Dendrimers and dendrons (fractional dendrimers) are highly branched, monodispersed macromolecules with a well-defined three dimensional and globular structure with potential applications in the field of chemical and biomedical sensors, microelectronic and biomimetic systems, adhesion, coating, and membrane chemistry, and nanotechnology [27], [28], [29], [30]. The ability to control the generation, the type of branching, the reactivity and number of focal and peripheral functionality, and composition make them attractive for modifying interfaces [31]. Baker et al have utilized dendrons as spacers to control the space around individual probe molecules [32]. For bio-interfaces, one possibility of applying the dendrimer architecture is to use self-assembled layers or layer-by-layer films of dendrimers with subsequent functionalization with PEG macromolecules. Andronov et al have showed that protein adsorption increased upon surface dendronization with aliphatic polyester dendrons supporting previous studies indicating that chain mobility and dynamics in water may be critical to protein repulsion [36]. Another architecture is to introduce a dendronized moiety on OEG chains to produce linear-dendron materials. In this case, OEG chains can be attached to the dendron focal point were peripheral functionality remain reactive. Haag and co-workers have investigated the chemisorption of monothiolated glycerol dendrons with different sizes and functionalities and reported the optimal size (number of generation) necessary to inhibit the adsorption of the proteins through a better and more defined monolayer [34].

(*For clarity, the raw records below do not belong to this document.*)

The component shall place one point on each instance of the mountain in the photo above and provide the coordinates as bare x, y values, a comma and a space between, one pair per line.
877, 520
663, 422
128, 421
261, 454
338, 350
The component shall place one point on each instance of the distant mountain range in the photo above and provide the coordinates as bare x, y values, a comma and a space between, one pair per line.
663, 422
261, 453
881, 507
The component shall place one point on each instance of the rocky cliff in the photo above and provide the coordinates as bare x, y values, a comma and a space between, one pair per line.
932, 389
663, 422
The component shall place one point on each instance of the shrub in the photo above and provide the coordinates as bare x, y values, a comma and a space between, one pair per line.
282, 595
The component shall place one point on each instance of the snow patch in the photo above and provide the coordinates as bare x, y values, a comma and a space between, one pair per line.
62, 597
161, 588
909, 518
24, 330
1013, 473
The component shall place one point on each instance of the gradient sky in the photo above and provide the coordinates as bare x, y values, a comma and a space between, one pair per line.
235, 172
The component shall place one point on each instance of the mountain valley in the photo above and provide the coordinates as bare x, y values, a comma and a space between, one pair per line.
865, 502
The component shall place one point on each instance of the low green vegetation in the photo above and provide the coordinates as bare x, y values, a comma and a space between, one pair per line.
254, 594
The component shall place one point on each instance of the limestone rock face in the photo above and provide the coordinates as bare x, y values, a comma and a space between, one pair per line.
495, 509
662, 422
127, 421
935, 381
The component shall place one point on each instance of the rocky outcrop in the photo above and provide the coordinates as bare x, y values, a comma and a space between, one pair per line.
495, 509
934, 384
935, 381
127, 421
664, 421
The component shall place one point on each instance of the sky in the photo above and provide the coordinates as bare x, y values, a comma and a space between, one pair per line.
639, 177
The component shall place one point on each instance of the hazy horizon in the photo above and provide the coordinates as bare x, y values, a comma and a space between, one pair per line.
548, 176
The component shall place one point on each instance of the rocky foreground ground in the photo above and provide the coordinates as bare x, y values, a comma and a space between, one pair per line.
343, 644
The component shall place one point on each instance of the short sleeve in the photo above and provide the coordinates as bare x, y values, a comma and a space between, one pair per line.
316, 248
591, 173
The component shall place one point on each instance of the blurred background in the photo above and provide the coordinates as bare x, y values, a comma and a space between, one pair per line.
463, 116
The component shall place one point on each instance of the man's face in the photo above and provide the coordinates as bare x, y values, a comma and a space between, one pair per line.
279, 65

In this study, non-specific protein adsorption resistant surfaces were fabricated from OEGylated dendron macromolecules with the carbazole moiety capable of electrochemical polymerization on different substrates suitable for biomedical applications (Fig. 1).

The aim is to present an alternative and yet versatile approach in fabricating a bioinert surface that offer nanoscale control over the thin film architecture and thickness. By introducing OEGylated carbazole dendron macromolecules, it should be possible to generate electrically conducting surfaces primarily through electropolymerization of the carbazole units – to form π-conjugated polycarbazole films. Three different generations of OEGylated carbazole dendrons, G₀CbztEG, G₁CbztEG, and G₂CbztEG, were synthesized and electrochemically deposited onto Au surfaces and evaluated for their protein resistance using surface plasmon resonance (SPR) spectroscopy. Fibrinogen was used as a model protein. Also, the conditions for electrodeposition were optimized and the films were tested against smaller proteins such as bovine serum albumin (BSA) and lysozyme under buffered conditions. The results are discussed in terms of deposited film properties, linear dendron architectures, and film thickness.